Ventotto bambini e ragazzi tra gli 8 e i 12 anni, insieme a tre educatori, sono stati trasportati al pronto soccorso dell’Arcispedale Santa Maria Nuova di Reggio Emilia dopo aver accusato disturbi gastrointestinali durante un campo estivo della Protezione civile a Corneto di Toano, sull’Appennino reggiano.
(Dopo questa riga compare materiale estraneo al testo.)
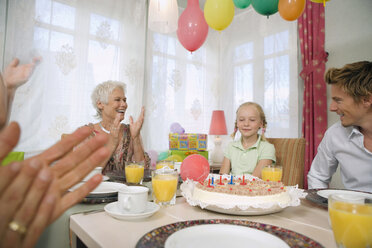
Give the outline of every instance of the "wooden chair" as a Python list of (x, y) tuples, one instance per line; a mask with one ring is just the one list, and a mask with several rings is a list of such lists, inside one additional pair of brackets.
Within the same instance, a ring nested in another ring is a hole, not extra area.
[(305, 139), (267, 138), (267, 141), (275, 146), (276, 164), (283, 166), (283, 183), (303, 188)]

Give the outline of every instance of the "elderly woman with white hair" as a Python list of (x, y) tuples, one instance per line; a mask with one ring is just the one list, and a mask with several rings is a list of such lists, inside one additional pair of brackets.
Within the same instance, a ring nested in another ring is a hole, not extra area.
[(145, 117), (142, 107), (137, 121), (129, 117), (129, 125), (122, 124), (125, 111), (128, 108), (125, 96), (125, 84), (117, 81), (106, 81), (96, 86), (92, 93), (92, 103), (96, 109), (96, 117), (100, 122), (89, 124), (97, 133), (107, 133), (110, 137), (107, 147), (111, 157), (103, 167), (103, 174), (124, 171), (125, 161), (144, 161), (149, 168), (150, 158), (144, 152), (140, 131)]

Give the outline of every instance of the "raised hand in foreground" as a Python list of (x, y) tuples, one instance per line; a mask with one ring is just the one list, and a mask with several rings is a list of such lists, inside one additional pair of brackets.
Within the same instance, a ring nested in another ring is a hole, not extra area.
[[(67, 192), (110, 155), (106, 135), (82, 127), (40, 155), (0, 168), (0, 246), (32, 247), (43, 230), (64, 211), (80, 202), (102, 180), (96, 175)], [(16, 146), (17, 123), (0, 132), (0, 161)], [(53, 166), (49, 167), (52, 163)]]

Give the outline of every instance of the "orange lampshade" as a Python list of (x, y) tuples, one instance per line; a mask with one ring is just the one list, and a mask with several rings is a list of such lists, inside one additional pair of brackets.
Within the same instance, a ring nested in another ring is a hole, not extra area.
[(211, 135), (226, 135), (226, 120), (223, 110), (214, 110), (212, 113), (211, 125), (209, 127), (209, 134)]

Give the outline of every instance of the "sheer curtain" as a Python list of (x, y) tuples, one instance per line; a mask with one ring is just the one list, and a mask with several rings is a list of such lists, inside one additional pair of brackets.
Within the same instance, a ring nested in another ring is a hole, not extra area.
[[(168, 149), (173, 122), (208, 133), (215, 109), (225, 111), (232, 133), (236, 109), (246, 101), (264, 108), (268, 136), (299, 136), (297, 22), (278, 14), (267, 19), (249, 7), (221, 33), (210, 28), (194, 53), (175, 34), (148, 31), (146, 63), (147, 149)], [(208, 148), (213, 145), (210, 137)]]
[(180, 123), (188, 133), (208, 133), (217, 104), (216, 35), (209, 32), (204, 45), (190, 53), (176, 33), (148, 30), (143, 131), (146, 149), (167, 150), (173, 122)]
[[(11, 120), (20, 123), (16, 150), (37, 153), (89, 122), (90, 94), (106, 80), (127, 84), (128, 114), (142, 106), (147, 1), (8, 1), (4, 64), (41, 56), (21, 86)], [(1, 20), (4, 22), (3, 20)]]
[(168, 149), (173, 122), (186, 132), (208, 133), (216, 109), (225, 111), (231, 133), (245, 101), (263, 106), (269, 136), (298, 137), (296, 22), (278, 14), (267, 19), (249, 7), (221, 33), (209, 29), (203, 46), (190, 53), (175, 33), (146, 29), (146, 0), (6, 3), (3, 66), (13, 57), (43, 57), (13, 104), (11, 119), (22, 128), (17, 150), (38, 152), (62, 133), (95, 122), (90, 94), (108, 79), (127, 84), (124, 122), (146, 107), (146, 150)]
[(220, 38), (220, 106), (233, 130), (238, 106), (259, 103), (269, 137), (298, 137), (297, 22), (269, 18), (250, 6), (235, 15)]

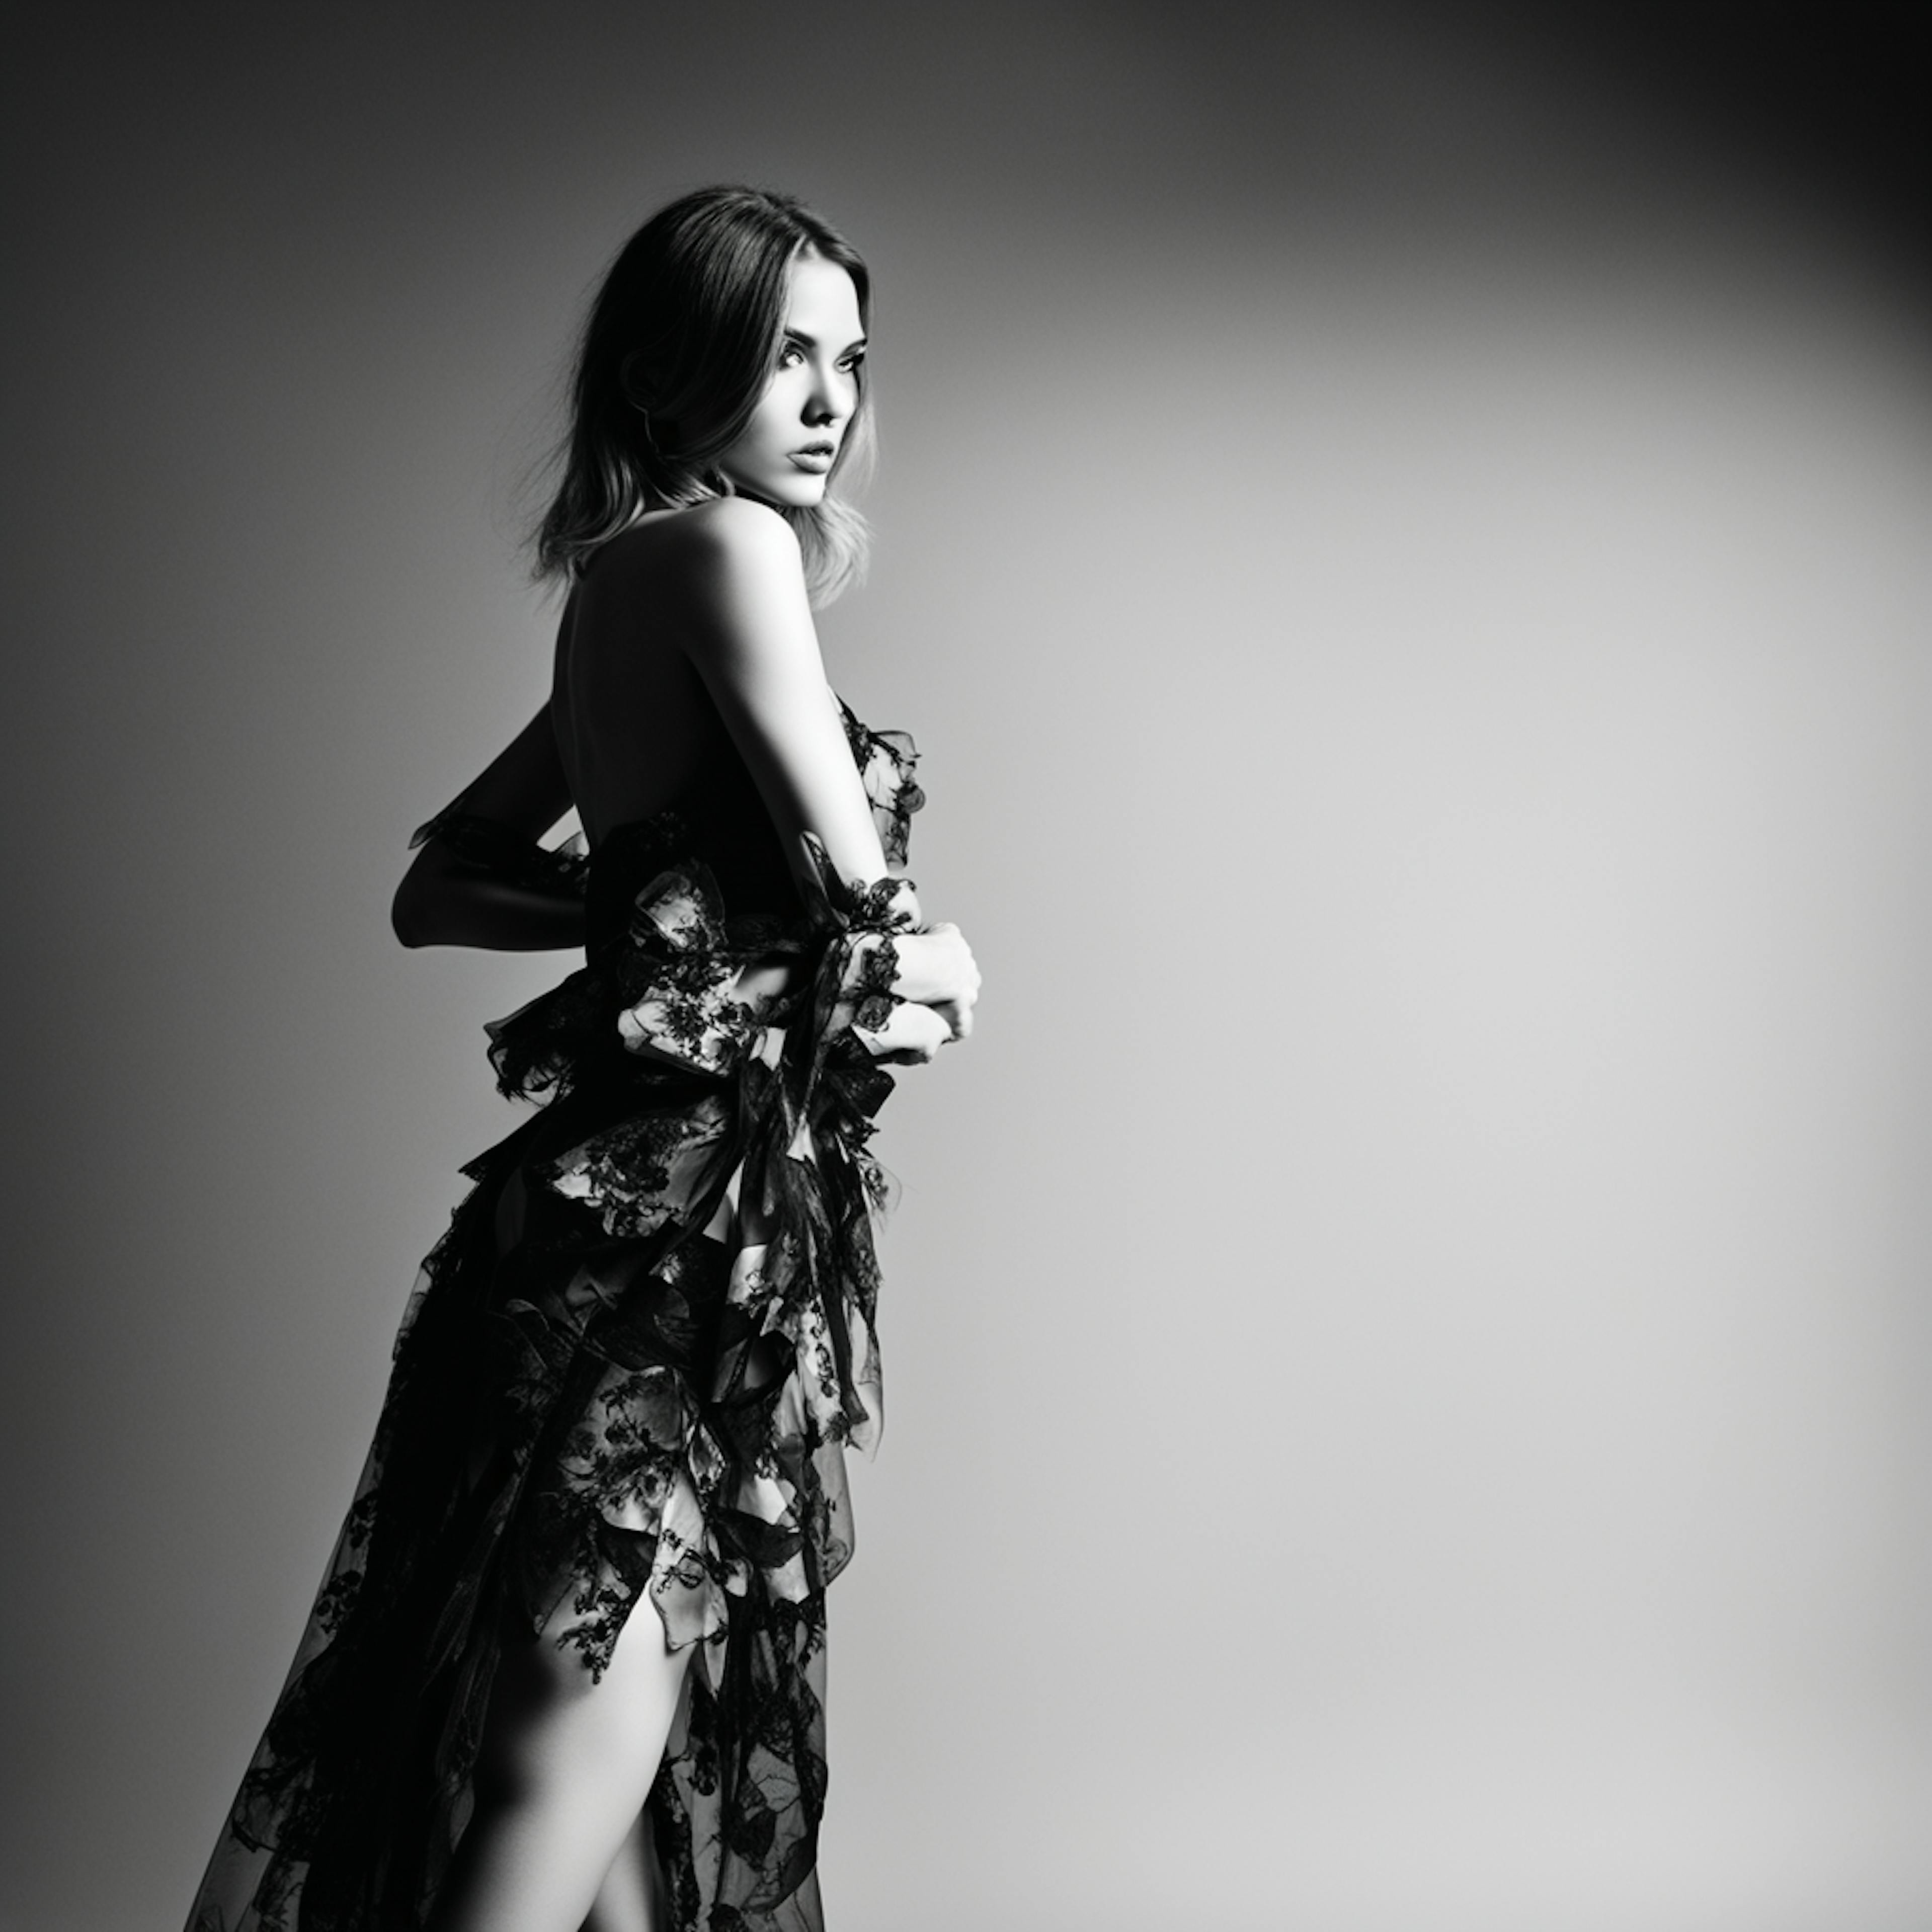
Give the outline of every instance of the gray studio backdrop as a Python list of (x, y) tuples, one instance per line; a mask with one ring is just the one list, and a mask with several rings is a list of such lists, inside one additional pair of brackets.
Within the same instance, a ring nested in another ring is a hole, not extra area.
[[(584, 292), (870, 254), (914, 872), (838, 1932), (1932, 1922), (1923, 290), (1491, 10), (39, 10), (6, 541), (8, 1932), (169, 1932), (568, 964)], [(1735, 136), (1735, 138), (1734, 138)]]

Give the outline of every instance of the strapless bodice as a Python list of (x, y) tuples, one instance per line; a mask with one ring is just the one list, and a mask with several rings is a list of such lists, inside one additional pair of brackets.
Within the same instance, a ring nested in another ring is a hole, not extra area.
[[(896, 870), (905, 862), (912, 814), (926, 802), (913, 776), (917, 753), (903, 731), (874, 731), (843, 698), (838, 704), (880, 844)], [(789, 925), (806, 914), (770, 814), (728, 739), (670, 804), (613, 826), (591, 848), (585, 945), (592, 956), (622, 941), (644, 886), (667, 866), (694, 860), (709, 868), (734, 920)]]

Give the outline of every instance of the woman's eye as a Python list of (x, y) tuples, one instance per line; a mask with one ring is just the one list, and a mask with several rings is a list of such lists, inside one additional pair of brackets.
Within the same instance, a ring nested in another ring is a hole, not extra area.
[(778, 351), (778, 367), (781, 369), (796, 369), (804, 360), (805, 351), (796, 342), (788, 342)]

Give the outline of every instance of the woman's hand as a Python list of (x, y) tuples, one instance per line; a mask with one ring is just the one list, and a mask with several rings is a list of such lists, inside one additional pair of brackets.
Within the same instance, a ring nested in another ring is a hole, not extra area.
[(970, 1032), (973, 1002), (980, 997), (980, 968), (958, 927), (941, 920), (886, 943), (898, 955), (892, 991), (921, 1006), (956, 1009), (968, 1016), (963, 1030)]
[(949, 1041), (972, 1032), (980, 968), (956, 926), (942, 922), (871, 943), (890, 947), (895, 965), (892, 1006), (885, 1024), (853, 1028), (875, 1060), (929, 1060)]
[(902, 1066), (923, 1066), (937, 1058), (948, 1040), (960, 1036), (937, 1007), (901, 1000), (884, 1026), (874, 1030), (855, 1024), (852, 1036), (874, 1060)]

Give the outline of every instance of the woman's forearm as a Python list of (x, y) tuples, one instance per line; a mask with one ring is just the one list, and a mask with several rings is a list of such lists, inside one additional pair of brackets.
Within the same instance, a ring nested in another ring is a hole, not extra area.
[(405, 946), (550, 952), (584, 944), (584, 902), (574, 893), (512, 884), (434, 838), (403, 874), (389, 918)]

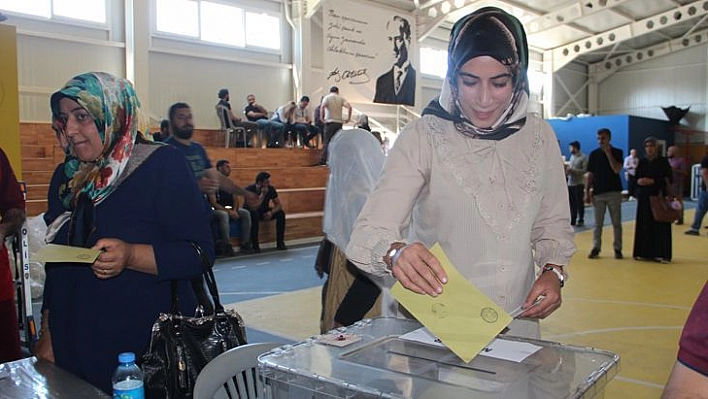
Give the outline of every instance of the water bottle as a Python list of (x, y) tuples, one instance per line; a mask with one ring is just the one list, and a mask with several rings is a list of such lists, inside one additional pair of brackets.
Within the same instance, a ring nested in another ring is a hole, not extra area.
[(113, 373), (113, 399), (145, 399), (143, 372), (135, 364), (135, 353), (118, 355), (118, 368)]

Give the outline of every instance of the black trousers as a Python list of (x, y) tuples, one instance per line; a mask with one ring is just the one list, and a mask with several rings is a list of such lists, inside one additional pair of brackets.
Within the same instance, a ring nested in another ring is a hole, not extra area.
[(327, 122), (325, 123), (324, 136), (322, 137), (322, 159), (321, 163), (327, 163), (327, 147), (329, 146), (330, 140), (337, 134), (338, 131), (342, 129), (342, 124), (337, 122)]
[(629, 194), (630, 197), (635, 197), (636, 195), (634, 191), (637, 188), (637, 177), (632, 176), (632, 175), (627, 175), (627, 194)]
[(583, 202), (582, 184), (568, 186), (568, 198), (570, 199), (570, 224), (575, 225), (576, 220), (585, 222), (585, 203)]
[[(259, 224), (263, 221), (263, 215), (265, 212), (260, 210), (250, 211), (251, 212), (251, 245), (254, 247), (258, 245), (258, 230)], [(275, 220), (275, 240), (278, 244), (285, 243), (285, 212), (279, 210), (273, 214), (273, 220)]]

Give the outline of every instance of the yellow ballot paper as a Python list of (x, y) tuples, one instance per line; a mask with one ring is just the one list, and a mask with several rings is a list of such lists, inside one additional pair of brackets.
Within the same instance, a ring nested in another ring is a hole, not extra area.
[(420, 295), (396, 282), (391, 294), (445, 346), (469, 363), (512, 318), (455, 269), (439, 243), (430, 251), (447, 273), (443, 293), (435, 298)]
[(32, 256), (32, 260), (38, 262), (93, 263), (100, 254), (101, 251), (97, 249), (47, 244)]

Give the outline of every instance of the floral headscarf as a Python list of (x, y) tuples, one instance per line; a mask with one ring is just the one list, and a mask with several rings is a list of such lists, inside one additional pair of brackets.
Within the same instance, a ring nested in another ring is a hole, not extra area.
[[(489, 128), (474, 126), (467, 119), (457, 91), (460, 68), (479, 56), (490, 56), (506, 65), (514, 80), (506, 110)], [(529, 97), (528, 44), (524, 28), (516, 17), (495, 7), (485, 7), (457, 21), (450, 32), (447, 68), (440, 97), (428, 104), (423, 115), (452, 121), (462, 134), (486, 140), (502, 140), (524, 126)]]
[(105, 72), (75, 76), (64, 88), (52, 94), (50, 100), (52, 127), (62, 134), (66, 122), (61, 116), (59, 101), (64, 97), (86, 109), (103, 142), (101, 155), (90, 162), (79, 160), (69, 144), (64, 160), (69, 184), (60, 197), (64, 207), (71, 210), (81, 193), (85, 193), (93, 204), (98, 204), (115, 190), (136, 140), (142, 139), (138, 126), (140, 101), (133, 85), (126, 79)]

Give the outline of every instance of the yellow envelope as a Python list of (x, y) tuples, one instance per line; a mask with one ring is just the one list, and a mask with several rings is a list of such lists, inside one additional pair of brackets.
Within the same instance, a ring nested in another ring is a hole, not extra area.
[(430, 251), (447, 273), (443, 293), (435, 298), (420, 295), (396, 282), (391, 294), (445, 346), (469, 363), (512, 318), (457, 271), (439, 243)]
[(91, 248), (70, 247), (68, 245), (47, 244), (31, 256), (38, 262), (79, 262), (93, 263), (101, 251)]

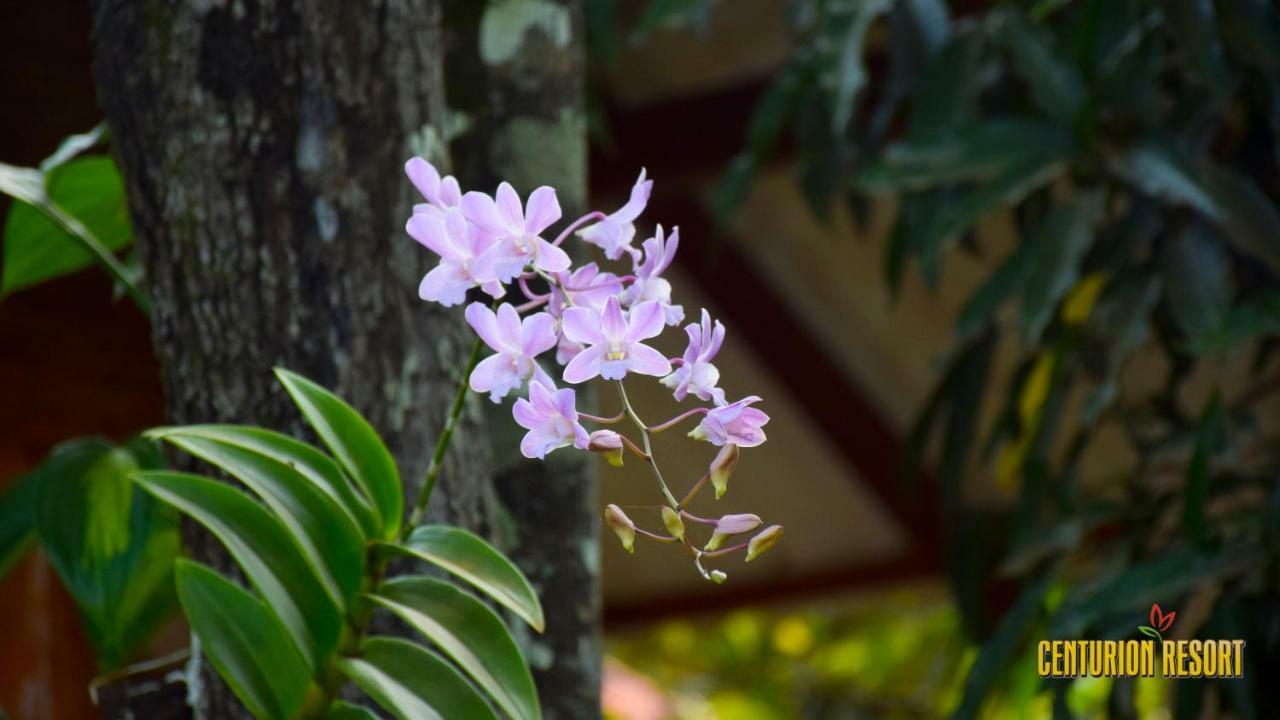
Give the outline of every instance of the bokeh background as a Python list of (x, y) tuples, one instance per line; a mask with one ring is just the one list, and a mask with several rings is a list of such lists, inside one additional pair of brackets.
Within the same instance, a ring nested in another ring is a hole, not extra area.
[[(772, 416), (708, 513), (786, 528), (723, 586), (606, 531), (606, 713), (1276, 717), (1276, 9), (586, 13), (591, 204), (647, 169), (677, 300), (723, 319), (728, 394)], [(83, 3), (9, 4), (0, 47), (0, 161), (101, 119)], [(6, 294), (0, 486), (69, 437), (162, 423), (158, 377), (99, 270)], [(645, 388), (641, 414), (669, 412)], [(650, 503), (644, 470), (602, 465), (602, 495)], [(0, 583), (0, 706), (90, 716), (99, 668), (57, 574), (37, 552)], [(1035, 640), (1132, 636), (1153, 602), (1181, 636), (1247, 637), (1249, 676), (1036, 677)], [(183, 641), (169, 623), (140, 652)]]

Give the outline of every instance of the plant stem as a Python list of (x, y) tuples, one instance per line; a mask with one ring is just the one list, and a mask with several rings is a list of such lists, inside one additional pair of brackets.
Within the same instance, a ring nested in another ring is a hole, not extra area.
[(666, 498), (667, 504), (672, 510), (679, 510), (680, 503), (676, 501), (676, 497), (671, 494), (671, 489), (667, 487), (667, 481), (662, 479), (662, 471), (658, 469), (658, 461), (653, 457), (653, 444), (649, 440), (649, 426), (636, 415), (635, 408), (631, 407), (631, 401), (627, 400), (627, 389), (623, 387), (622, 381), (618, 381), (618, 396), (622, 399), (623, 412), (627, 417), (631, 418), (631, 422), (640, 430), (640, 437), (644, 440), (644, 452), (649, 456), (649, 467), (653, 468), (653, 476), (658, 479), (658, 487), (662, 490), (662, 496)]
[(698, 482), (694, 483), (693, 487), (689, 488), (689, 493), (680, 501), (680, 507), (677, 509), (683, 510), (693, 500), (693, 497), (698, 494), (698, 491), (702, 489), (702, 486), (707, 484), (707, 480), (709, 479), (711, 479), (711, 473), (702, 473), (702, 477), (698, 478)]
[(479, 364), (480, 353), (483, 350), (484, 341), (476, 339), (475, 345), (471, 347), (471, 358), (467, 360), (466, 369), (462, 371), (462, 377), (458, 381), (458, 390), (454, 393), (453, 404), (449, 406), (449, 418), (445, 420), (444, 429), (436, 440), (436, 449), (431, 453), (431, 465), (427, 467), (427, 478), (423, 481), (422, 490), (418, 493), (418, 501), (414, 503), (413, 512), (409, 514), (409, 522), (405, 523), (400, 530), (401, 540), (409, 537), (409, 533), (422, 522), (422, 518), (427, 512), (427, 503), (431, 501), (431, 492), (436, 489), (436, 482), (440, 479), (440, 467), (444, 464), (445, 451), (449, 449), (449, 441), (453, 439), (453, 431), (458, 428), (458, 419), (462, 416), (462, 408), (466, 404), (467, 391), (471, 389), (468, 384), (468, 378), (471, 377), (471, 371)]
[(670, 420), (660, 425), (654, 425), (653, 427), (649, 428), (649, 432), (657, 434), (662, 432), (663, 430), (670, 430), (676, 425), (679, 425), (682, 421), (687, 420), (688, 418), (693, 417), (694, 415), (706, 415), (709, 412), (711, 411), (704, 407), (694, 408), (692, 410), (682, 412), (679, 415), (671, 418)]

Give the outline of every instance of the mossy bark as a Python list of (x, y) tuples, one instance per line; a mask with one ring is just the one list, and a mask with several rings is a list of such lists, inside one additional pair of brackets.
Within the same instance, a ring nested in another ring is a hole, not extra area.
[[(580, 0), (445, 0), (454, 169), (466, 188), (556, 188), (566, 221), (586, 205)], [(579, 398), (579, 406), (590, 399)], [(546, 717), (600, 714), (601, 507), (583, 453), (520, 456), (509, 407), (491, 406), (507, 549), (537, 586), (547, 632), (526, 648)], [(505, 432), (504, 432), (505, 429)]]
[[(413, 497), (472, 342), (460, 313), (415, 296), (429, 258), (403, 230), (401, 167), (443, 118), (437, 2), (94, 0), (93, 15), (172, 421), (306, 435), (271, 373), (288, 367), (366, 414)], [(479, 407), (431, 514), (487, 534)], [(245, 714), (209, 668), (190, 677), (198, 716)]]

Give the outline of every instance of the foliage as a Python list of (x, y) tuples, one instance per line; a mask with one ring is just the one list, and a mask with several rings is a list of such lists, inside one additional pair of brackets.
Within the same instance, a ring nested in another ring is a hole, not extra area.
[(39, 545), (75, 600), (103, 671), (128, 661), (177, 610), (177, 518), (130, 480), (162, 465), (141, 439), (72, 440), (0, 496), (0, 574)]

L’episodio, avvenuto martedì, fa ipotizzare una possibile maxi-intossicazione, anche se, secondo le prime informazioni, nessuno dei coinvolti sarebbe in gravi condizioni.
I partecipanti al campo, iniziato il 5 luglio, hanno manifestato sintomi analoghi, tra cui vomito e dissenteria, al termine di un’escursione. Tra le possibili cause finite al vaglio c’è l’acqua bevuta da alcune fontane pubbliche lungo il percorso, ritenuta al momento l’ipotesi principale.
Trasferimento in ospedale e accertamenti in corso
L’allarme è scattato nel tardo pomeriggio, quando sono stati attivati i soccorsi e informati anche i carabinieri. I 31 coinvolti sono stati trasferiti all’ospedale di Reggio Emilia a bordo di un pullman con personale sanitario a bordo, affiancato da un’ambulanza.
Dopo gli accertamenti eseguiti nei rispettivi pronto soccorso, le condizioni di adulti e bambini sono state giudicate di lieve entità. Restano ora in corso gli approfondimenti per chiarire l’origine dei malori e verificare se l’acqua delle fontane sia effettivamente all’origine dell’episodio.